Je n’étais impliqué dans aucune des deux suites. Néanmoins, j’ai accepté d’en écrire la novélisation afin d’approfondir la caractérisation des personnages, ce qu’ils avaient oublié de faire. Je pensais qu’il était important de rappeler aux lecteurs ce que le livre Rambo était à l’origine. Durant les années 70 et 80, le livre avait été étudié dans les lycées et les universités américaines. Durant des années, j’avais reçu des courriers de la part de professeurs m’expliquant à quel point les étudiants avaient été marqués par le livre. Mais au milieu des années 80, la controverse autour des films rendit les professeurs frileux, et le livre n’était plus inclus aux programmes scolaires. Le courrier stoppa également. Non pas que je le reproche aux films. Niveau action, ils ne contiennent pas plus de violence que tout ce qui se fait aujourd’hui. Mis à part le côté politique, ils ressemblent plutôt à de vieux westerns (quoique je reproche justement au troisième épisode cet aspect peut être un peu trop vieillot). Mais je trouve assez ironique que, d’un livre traitant des divergences opposant les courants de la société américaine (les pro et les anti guerre du Vietnam), ils tirèrent des films qui engendrèrent eux même des divergences (entre les pro et les anti Reagan), une décennie après son écriture.
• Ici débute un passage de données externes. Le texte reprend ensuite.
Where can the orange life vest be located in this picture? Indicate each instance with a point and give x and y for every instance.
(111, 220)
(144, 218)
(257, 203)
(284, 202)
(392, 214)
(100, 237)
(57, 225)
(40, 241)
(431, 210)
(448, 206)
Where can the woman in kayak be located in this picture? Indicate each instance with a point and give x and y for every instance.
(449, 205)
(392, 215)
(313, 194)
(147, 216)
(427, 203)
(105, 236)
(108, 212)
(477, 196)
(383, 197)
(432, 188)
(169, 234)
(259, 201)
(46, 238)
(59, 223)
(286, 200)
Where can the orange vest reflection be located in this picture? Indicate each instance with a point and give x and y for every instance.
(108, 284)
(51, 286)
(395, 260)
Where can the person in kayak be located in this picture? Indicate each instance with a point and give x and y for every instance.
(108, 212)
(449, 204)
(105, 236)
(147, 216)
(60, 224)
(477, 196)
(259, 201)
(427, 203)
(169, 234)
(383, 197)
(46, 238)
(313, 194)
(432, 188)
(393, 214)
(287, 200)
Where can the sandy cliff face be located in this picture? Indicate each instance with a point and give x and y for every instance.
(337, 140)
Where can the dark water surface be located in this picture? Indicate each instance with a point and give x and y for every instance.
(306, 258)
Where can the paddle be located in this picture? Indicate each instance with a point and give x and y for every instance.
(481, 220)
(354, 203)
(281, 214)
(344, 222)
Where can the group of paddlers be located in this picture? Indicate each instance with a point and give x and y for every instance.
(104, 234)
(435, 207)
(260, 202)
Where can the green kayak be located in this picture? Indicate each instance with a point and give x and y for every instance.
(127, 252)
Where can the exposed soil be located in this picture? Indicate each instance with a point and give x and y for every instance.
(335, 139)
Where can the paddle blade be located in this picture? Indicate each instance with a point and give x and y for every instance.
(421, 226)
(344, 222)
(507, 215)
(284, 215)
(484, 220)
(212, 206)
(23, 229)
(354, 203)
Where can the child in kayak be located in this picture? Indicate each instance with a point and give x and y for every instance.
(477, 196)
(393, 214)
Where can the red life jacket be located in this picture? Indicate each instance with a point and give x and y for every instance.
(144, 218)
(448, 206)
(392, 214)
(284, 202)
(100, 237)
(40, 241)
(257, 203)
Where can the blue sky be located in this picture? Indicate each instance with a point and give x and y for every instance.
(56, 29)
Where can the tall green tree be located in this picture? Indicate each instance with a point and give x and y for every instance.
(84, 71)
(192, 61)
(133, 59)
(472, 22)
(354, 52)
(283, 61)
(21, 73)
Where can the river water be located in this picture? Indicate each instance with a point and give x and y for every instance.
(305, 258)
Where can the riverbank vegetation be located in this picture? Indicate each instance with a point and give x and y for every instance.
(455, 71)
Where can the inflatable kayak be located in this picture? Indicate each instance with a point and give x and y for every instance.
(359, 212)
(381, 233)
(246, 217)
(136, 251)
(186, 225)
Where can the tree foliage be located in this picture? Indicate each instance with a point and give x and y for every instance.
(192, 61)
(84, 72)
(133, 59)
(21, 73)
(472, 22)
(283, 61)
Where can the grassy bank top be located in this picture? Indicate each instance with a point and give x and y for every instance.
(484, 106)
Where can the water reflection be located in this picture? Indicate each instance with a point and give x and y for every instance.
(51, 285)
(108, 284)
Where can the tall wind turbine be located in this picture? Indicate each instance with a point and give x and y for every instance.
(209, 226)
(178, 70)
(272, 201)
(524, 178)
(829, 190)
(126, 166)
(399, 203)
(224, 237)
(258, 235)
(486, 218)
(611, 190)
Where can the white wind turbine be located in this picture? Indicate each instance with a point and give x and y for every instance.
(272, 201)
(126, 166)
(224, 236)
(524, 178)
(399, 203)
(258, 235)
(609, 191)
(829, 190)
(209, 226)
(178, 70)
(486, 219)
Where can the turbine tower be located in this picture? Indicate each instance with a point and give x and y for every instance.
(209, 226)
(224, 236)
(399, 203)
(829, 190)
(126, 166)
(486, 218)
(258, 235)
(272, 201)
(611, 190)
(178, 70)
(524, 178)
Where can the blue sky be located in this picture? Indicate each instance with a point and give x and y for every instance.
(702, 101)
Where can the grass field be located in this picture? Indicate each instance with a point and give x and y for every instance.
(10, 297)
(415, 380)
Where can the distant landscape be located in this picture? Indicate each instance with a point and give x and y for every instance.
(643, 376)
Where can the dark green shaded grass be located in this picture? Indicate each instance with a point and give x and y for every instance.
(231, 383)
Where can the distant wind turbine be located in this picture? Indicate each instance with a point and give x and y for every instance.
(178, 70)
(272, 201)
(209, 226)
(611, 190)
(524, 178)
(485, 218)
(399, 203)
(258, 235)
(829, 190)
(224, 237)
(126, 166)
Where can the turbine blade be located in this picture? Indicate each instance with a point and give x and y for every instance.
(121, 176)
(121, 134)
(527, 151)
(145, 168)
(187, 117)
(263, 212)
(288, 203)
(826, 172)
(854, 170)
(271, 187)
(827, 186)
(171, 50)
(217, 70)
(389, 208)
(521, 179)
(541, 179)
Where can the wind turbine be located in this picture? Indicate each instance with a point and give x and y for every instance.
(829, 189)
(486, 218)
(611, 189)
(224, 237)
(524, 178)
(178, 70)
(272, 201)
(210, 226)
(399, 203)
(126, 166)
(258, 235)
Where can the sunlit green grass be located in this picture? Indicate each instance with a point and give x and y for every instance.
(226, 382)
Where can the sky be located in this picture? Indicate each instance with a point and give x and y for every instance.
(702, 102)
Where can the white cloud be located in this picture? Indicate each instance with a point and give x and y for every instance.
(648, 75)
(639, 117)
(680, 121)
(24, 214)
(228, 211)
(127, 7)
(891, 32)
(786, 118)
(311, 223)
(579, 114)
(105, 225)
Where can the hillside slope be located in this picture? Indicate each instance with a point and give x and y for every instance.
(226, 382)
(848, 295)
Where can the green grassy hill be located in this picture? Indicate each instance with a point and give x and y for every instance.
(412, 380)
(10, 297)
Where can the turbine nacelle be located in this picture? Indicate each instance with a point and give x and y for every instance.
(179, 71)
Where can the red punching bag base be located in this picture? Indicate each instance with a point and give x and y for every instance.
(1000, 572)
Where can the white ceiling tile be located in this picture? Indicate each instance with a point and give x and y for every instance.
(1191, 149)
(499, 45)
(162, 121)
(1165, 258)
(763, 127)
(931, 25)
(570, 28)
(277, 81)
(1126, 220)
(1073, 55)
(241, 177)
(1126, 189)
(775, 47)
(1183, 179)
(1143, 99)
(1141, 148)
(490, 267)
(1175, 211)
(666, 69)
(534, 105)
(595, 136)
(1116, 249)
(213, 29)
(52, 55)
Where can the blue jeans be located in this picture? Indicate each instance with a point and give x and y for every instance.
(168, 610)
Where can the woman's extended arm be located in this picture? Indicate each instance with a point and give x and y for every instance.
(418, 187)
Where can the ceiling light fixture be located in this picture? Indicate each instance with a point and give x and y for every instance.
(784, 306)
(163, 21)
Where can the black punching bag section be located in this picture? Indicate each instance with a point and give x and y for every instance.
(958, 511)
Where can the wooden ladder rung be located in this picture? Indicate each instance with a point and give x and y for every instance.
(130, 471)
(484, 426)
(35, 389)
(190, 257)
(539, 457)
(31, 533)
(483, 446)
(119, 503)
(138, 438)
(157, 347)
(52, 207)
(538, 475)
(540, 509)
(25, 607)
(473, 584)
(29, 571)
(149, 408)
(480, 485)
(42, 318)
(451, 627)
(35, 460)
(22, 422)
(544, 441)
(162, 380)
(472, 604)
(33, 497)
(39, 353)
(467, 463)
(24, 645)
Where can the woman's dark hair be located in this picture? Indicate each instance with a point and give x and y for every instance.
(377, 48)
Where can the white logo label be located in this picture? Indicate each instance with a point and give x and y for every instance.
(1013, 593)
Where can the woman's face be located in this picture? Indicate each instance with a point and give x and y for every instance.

Parfois, je compare les livres et les films de la saga Rambo à des trains identiques allant dans des directions opposées. Parfois, je compare aussi Rambo à un enfant qui a grandit et s’est échappé du giron de son père. Parfois, j’entends ou je vois le nom de Rambo dans un magazine, une émission, à la radio ou à la télévision – en référence à des athlètes, des politiciens, des financiers, etc. -. Ce nom est utilisé comme un adjectif ou un verbe, et j’ai presque du mal à me souvenir que sans le CBS Evening News, sans Rimbaud, sans ma femme et les pommes qu’elle avait achetées, sans Philip Klass et ma détermination à devenir un romancier, une édition récente du dictionnaire anglais d’Oxford n’aurait jamais crédité mon livre comme la source du mot "Rambo".

Rambo : Troublé, hanté, incompris. Si vous en avez entendu parler, mais sans jamais le rencontrer… Il risque fort de vous surprendre.